Joseph was, at that time, a devout and pious young man and still a trinitarian. Before he went away to college, he wanted to become a member of the Calvinist Church which he and his aunt had faithfully attended. However, in order to become a member he was questioned by the church elders to see if he understood the church doctrines and he was asked to explain the doctrine of original sin. His answer, in short, was that he didn't think this doctrine was contained in the scriptures and so, being, above all, an independent thinker, he wasn't too sure that he believed in original sin. Membership was thereupon denied him and he left for Daventry without a church.

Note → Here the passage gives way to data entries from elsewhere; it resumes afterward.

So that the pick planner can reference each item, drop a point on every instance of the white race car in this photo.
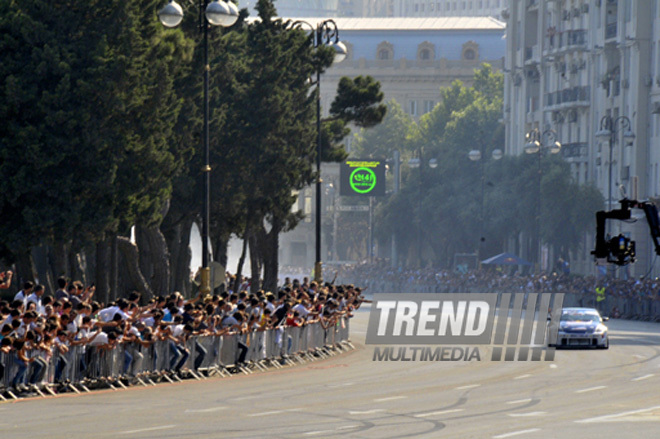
(582, 327)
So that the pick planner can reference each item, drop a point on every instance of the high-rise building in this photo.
(582, 68)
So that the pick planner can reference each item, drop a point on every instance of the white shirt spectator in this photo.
(37, 300)
(302, 310)
(107, 314)
(177, 330)
(99, 340)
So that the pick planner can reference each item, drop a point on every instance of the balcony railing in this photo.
(568, 95)
(574, 150)
(576, 39)
(610, 30)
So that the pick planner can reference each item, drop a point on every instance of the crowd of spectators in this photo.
(35, 326)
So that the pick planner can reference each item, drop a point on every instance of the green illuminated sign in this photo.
(362, 178)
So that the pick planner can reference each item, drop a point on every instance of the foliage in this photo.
(465, 206)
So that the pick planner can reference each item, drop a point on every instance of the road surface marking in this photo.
(469, 386)
(519, 401)
(390, 398)
(332, 386)
(616, 415)
(521, 415)
(643, 377)
(590, 389)
(516, 433)
(367, 412)
(245, 398)
(274, 412)
(441, 412)
(209, 410)
(144, 430)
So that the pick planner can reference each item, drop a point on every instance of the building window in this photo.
(413, 108)
(385, 51)
(470, 51)
(426, 51)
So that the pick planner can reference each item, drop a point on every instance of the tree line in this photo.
(101, 135)
(447, 206)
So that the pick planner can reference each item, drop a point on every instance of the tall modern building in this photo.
(589, 70)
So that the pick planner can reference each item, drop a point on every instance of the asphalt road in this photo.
(583, 393)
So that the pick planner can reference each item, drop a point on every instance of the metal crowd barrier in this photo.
(83, 367)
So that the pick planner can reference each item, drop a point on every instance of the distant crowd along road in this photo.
(68, 342)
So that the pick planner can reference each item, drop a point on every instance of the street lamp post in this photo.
(476, 155)
(325, 33)
(418, 163)
(535, 145)
(215, 13)
(609, 130)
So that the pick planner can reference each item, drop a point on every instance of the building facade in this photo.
(412, 58)
(384, 8)
(573, 66)
(433, 8)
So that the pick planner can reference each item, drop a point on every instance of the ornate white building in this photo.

He was so advanced in his studies that he skipped all of the first year and some of the second year requirements. He finished Daventry in 3 years and, in 1755, he entered the ministry at Needham Market at 20 pounds a year. He was not a success. He had an unfortunate speaking voice and a stammer and it soon became apparent that he was a believer in Arianism, a heresy that held that Jesus was not quite divine. This wasn't acceptable to many of his congregation and, after 3 years of dwindling membership, he was encouraged to go elsewhere.

He applied at Sheffield but was turned down. The decision against him was prompted not so much because of his opinions or his delivery but because of his "gay and airy disposition". He was known to jump over the counter at the grocers for fun.

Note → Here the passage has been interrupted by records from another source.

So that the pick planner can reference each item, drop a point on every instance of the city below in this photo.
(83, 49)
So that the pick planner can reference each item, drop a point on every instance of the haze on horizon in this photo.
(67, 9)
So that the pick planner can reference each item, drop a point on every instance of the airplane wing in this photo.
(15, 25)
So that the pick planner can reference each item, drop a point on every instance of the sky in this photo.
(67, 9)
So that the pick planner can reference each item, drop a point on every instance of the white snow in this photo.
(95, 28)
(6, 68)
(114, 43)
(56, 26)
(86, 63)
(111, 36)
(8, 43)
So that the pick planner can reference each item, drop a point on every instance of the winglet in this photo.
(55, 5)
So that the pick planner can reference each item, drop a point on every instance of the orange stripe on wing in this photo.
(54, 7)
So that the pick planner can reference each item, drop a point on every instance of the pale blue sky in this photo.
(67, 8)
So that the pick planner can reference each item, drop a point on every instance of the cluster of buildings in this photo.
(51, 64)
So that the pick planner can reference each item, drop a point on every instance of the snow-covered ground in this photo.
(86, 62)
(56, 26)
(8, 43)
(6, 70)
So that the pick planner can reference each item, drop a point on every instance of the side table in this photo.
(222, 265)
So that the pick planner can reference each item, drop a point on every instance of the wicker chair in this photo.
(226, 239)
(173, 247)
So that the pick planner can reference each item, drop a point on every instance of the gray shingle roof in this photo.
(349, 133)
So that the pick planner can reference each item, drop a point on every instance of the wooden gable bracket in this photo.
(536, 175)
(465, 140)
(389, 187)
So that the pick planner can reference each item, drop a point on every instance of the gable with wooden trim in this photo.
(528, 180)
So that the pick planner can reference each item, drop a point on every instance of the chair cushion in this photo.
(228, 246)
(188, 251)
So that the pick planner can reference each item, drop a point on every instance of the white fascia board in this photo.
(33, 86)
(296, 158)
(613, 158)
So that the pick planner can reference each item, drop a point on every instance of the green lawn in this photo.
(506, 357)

In 1758, he did secure a church in Nantwich in Cheshire and he also started his first successful school. In a short time he had about 30 boys and 6 girls in class and some private pupils. He had long been a critic of the English school methods and curriculum and introduced many innovations. He didn't like the grammar books available so he wrote his own. He was a firm believer in the benefits of having his students compose essays in English. He bought some scientific apparatus and taught the pupils to use it and give demonstrations and do experiments for their parents.He also introduced some radical innovations in the teaching of history and invented the Chart of History to reveal the principal events in various civilizations along a time line.

He taught himself to play the flute and amused himself with it all his life. He wrote in his diary (to paraphrase) that everyone should learn to play an instruement and its better if they aren't too good at it, as I am not, because then they'll be less critical more easily pleased at mediocre performances.